IntroductionNIPD experts brought together by Egenis at Brocher Foundation
A symposium organised by Egenis researchers took place at the prestigious Brocher Foundation in Geneva last week.
‘New developments in non-invasive prenatal genetic testing: Ethical, legal and social implications’, was organised by Dr Susan Kelly and Dr Hannah Farrimond with Professor Mildred Cho, Director of the Centre for the Integration of Research on Genomics and Ethics (CIRGE), Stanford University, and Professor Sinuhe Hahn of University Hospital Basel.
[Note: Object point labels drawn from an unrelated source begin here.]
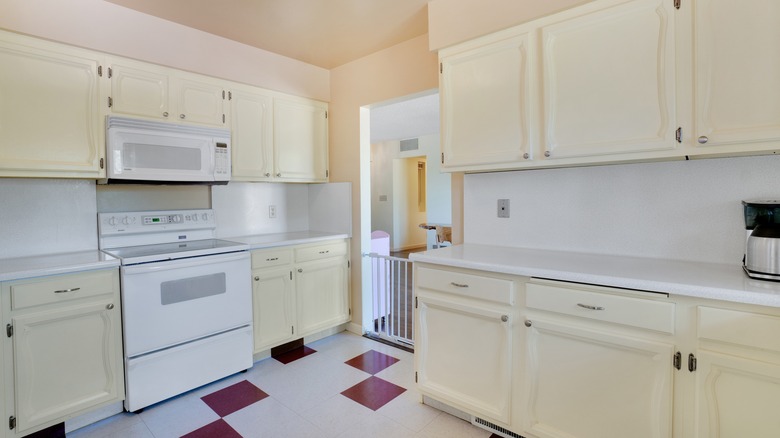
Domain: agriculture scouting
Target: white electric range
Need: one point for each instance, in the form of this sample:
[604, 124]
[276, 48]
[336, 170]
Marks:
[186, 301]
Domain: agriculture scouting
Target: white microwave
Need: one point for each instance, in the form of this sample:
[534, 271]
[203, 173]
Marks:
[142, 151]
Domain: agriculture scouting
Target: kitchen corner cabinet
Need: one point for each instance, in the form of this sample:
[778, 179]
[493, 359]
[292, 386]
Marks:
[145, 90]
[49, 110]
[62, 354]
[298, 291]
[465, 340]
[485, 103]
[737, 76]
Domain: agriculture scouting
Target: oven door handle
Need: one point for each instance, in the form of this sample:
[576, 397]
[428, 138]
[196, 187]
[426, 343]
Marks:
[167, 265]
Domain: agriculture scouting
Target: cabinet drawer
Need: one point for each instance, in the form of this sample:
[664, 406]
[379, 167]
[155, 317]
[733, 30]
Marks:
[62, 288]
[271, 257]
[746, 329]
[469, 285]
[630, 311]
[314, 252]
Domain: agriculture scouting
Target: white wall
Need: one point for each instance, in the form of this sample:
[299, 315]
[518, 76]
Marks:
[45, 216]
[684, 210]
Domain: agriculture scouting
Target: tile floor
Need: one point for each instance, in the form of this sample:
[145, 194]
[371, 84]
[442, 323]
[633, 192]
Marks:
[341, 386]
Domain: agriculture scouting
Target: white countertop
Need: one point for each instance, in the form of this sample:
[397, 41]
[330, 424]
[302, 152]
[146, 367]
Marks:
[39, 266]
[702, 280]
[259, 241]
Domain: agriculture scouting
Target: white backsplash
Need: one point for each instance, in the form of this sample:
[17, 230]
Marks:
[46, 216]
[685, 210]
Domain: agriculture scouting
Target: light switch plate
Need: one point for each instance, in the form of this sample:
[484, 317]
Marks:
[503, 208]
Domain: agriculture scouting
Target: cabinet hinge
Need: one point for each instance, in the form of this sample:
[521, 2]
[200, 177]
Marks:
[691, 362]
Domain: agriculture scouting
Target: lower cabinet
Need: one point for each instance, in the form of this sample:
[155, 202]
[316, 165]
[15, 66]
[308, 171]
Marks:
[299, 290]
[63, 348]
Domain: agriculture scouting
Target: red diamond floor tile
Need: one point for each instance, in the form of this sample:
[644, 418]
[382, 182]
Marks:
[373, 392]
[372, 361]
[228, 400]
[217, 429]
[294, 355]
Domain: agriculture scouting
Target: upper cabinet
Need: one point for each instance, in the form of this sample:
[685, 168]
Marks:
[737, 76]
[50, 122]
[300, 140]
[146, 90]
[485, 106]
[615, 81]
[608, 80]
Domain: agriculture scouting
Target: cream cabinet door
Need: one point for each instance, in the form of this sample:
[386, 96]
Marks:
[274, 307]
[608, 81]
[463, 354]
[586, 383]
[140, 90]
[198, 100]
[66, 360]
[321, 294]
[252, 140]
[737, 99]
[300, 130]
[485, 103]
[736, 397]
[50, 122]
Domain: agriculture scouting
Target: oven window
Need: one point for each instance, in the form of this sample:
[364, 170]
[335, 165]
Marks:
[193, 288]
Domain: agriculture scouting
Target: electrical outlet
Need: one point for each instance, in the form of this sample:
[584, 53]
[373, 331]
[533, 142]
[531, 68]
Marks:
[503, 208]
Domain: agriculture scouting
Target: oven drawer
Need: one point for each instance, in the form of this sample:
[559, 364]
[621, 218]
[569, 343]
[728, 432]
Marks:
[62, 288]
[267, 258]
[601, 304]
[321, 251]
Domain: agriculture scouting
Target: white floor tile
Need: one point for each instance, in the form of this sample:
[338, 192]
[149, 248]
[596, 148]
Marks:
[269, 418]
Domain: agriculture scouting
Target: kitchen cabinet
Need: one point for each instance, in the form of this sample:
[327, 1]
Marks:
[608, 81]
[465, 340]
[251, 119]
[485, 102]
[63, 350]
[50, 110]
[737, 76]
[299, 290]
[140, 89]
[737, 373]
[300, 132]
[588, 372]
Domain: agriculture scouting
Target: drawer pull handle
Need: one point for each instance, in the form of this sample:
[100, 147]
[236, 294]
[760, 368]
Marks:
[585, 306]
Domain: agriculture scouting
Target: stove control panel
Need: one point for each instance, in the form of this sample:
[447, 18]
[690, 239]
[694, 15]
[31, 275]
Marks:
[153, 221]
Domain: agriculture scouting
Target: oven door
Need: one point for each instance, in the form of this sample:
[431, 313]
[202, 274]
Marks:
[172, 302]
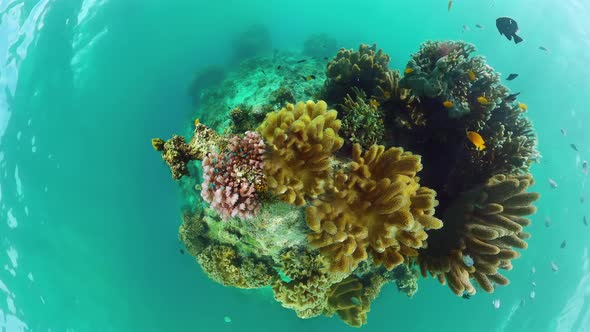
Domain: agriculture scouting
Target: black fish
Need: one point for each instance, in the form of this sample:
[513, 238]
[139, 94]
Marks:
[511, 77]
[512, 97]
[508, 27]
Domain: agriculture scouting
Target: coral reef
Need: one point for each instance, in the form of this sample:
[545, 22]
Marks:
[301, 140]
[233, 178]
[320, 45]
[366, 69]
[334, 206]
[374, 206]
[488, 224]
[362, 122]
[226, 266]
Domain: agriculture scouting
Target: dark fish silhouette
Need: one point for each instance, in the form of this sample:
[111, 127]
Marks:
[512, 97]
[511, 77]
[508, 27]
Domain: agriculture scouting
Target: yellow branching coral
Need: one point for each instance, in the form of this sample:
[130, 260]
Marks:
[490, 223]
[374, 206]
[301, 140]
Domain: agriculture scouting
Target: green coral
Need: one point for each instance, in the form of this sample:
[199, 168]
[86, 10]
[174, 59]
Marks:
[362, 122]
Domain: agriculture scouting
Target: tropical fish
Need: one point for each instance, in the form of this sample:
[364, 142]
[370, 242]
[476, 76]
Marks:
[511, 77]
[512, 97]
[496, 303]
[476, 139]
[482, 100]
[508, 28]
[468, 261]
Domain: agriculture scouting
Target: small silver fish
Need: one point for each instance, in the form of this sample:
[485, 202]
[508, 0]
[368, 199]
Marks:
[496, 303]
[467, 260]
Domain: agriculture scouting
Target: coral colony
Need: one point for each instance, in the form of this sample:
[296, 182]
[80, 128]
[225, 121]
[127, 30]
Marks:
[378, 177]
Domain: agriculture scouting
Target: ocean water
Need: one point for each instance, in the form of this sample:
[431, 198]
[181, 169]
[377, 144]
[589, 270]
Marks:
[89, 215]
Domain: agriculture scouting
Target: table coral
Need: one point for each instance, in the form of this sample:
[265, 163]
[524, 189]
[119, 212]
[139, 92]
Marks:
[301, 141]
[375, 206]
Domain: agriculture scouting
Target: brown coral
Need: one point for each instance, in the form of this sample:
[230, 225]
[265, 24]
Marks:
[226, 266]
[301, 140]
[489, 222]
[375, 206]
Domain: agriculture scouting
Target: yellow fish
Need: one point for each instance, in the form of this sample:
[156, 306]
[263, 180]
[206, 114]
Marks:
[477, 140]
[483, 100]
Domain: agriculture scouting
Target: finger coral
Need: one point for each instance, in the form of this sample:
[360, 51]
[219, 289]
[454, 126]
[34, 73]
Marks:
[232, 178]
[375, 206]
[301, 141]
[488, 222]
[365, 69]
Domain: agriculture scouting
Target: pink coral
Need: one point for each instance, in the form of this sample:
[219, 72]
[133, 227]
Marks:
[232, 176]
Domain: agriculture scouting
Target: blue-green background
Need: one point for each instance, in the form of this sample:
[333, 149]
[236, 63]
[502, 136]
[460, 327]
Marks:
[89, 214]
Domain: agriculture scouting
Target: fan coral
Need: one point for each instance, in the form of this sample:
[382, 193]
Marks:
[375, 206]
[301, 140]
[362, 123]
[365, 69]
[233, 178]
[488, 222]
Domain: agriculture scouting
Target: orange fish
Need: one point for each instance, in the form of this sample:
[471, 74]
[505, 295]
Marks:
[477, 140]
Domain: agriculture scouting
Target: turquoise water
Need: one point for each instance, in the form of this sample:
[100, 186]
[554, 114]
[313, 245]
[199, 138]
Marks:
[89, 217]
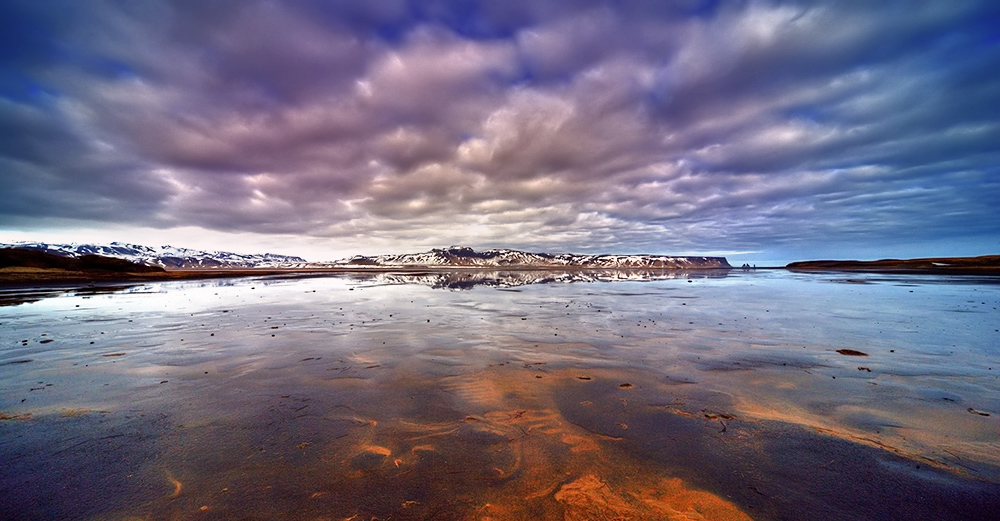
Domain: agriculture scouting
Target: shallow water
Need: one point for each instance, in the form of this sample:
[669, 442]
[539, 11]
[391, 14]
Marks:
[505, 395]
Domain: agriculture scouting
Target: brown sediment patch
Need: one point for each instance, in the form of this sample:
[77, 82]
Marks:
[591, 498]
[177, 486]
[71, 413]
[512, 454]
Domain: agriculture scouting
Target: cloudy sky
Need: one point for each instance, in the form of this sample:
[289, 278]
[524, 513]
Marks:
[764, 131]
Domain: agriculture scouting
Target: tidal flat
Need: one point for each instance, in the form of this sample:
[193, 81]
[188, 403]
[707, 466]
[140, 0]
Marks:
[466, 394]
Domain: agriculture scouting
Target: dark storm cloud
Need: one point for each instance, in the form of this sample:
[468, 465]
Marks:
[581, 126]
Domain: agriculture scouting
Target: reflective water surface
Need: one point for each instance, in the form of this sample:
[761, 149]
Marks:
[504, 395]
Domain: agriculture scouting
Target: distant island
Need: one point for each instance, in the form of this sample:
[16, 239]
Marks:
[944, 265]
[31, 263]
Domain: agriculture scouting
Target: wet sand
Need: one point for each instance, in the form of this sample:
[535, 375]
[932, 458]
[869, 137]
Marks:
[332, 399]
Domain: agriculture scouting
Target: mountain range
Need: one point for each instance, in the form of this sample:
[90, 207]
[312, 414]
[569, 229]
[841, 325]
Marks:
[166, 256]
[504, 258]
[456, 256]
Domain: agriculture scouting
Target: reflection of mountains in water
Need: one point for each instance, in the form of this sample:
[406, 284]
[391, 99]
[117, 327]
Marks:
[467, 279]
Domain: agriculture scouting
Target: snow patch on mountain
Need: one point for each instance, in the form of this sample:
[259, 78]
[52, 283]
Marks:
[167, 256]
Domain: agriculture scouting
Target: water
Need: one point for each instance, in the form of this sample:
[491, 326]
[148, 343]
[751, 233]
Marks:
[505, 395]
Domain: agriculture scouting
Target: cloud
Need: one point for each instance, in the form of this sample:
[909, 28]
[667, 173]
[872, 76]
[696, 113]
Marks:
[571, 125]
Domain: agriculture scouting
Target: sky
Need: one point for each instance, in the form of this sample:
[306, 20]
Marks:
[764, 131]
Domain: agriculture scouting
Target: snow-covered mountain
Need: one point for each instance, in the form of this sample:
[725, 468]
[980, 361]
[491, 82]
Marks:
[464, 256]
[467, 279]
[166, 256]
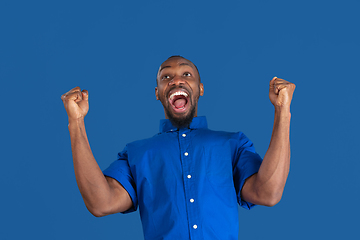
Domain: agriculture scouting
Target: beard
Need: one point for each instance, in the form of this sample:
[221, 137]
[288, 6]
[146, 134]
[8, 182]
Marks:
[183, 121]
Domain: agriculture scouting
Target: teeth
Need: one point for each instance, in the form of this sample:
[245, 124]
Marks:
[177, 94]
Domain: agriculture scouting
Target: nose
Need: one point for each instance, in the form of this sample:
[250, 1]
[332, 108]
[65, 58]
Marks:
[177, 80]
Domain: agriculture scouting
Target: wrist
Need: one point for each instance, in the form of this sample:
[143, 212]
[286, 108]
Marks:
[283, 111]
[76, 123]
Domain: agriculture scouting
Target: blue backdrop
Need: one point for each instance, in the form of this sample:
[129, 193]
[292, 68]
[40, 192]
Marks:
[114, 49]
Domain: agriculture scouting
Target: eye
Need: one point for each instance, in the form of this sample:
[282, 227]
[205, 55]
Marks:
[165, 77]
[187, 74]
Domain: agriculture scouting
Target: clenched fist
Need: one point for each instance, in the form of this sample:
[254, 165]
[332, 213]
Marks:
[281, 92]
[76, 103]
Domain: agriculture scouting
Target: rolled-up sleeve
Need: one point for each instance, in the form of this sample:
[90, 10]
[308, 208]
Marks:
[246, 163]
[120, 171]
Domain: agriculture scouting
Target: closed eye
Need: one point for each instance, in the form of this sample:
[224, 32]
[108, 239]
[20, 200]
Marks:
[187, 74]
[165, 77]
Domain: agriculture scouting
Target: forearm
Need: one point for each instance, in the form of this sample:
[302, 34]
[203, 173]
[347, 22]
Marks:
[92, 184]
[273, 172]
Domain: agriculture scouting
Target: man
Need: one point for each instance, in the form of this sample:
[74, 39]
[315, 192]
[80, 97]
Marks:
[187, 180]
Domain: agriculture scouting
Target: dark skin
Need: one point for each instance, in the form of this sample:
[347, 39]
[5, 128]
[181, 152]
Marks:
[104, 196]
[178, 74]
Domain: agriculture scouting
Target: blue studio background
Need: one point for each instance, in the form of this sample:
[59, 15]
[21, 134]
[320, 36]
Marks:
[114, 48]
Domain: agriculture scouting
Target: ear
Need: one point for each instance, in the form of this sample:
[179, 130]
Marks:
[201, 89]
[156, 93]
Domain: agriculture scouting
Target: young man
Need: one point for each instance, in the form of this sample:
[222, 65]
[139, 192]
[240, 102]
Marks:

The two-day symposium was attended by a international and multidisciplinary audience including representation from the World Health Organization. Topics covered included: emerging intellectual property issues; national and global health system impacts; and ethical, legal and social implications for reproductive decision-making following the introduction of non-invasive prenatal testing for Down Syndrome. The recent announcement by the biotechnology company Sequenom of their MaterniT21 test (a non-invasive prenatal test for Down Syndrome) in the United States gave impetus to an interesting and productive discussion. Outputs which are planned as a result of the meeting include a 'Brocher Symposium' position statement addressing the topics which arose, with a goal of informing responsible implementation of the technology in an international context, as well as an edited book.
The Brocher Foundation is a non-profit-making institution which exists to facilitate multidisciplinary study of the ethical, social and legal issues of medical research and new medical technologies.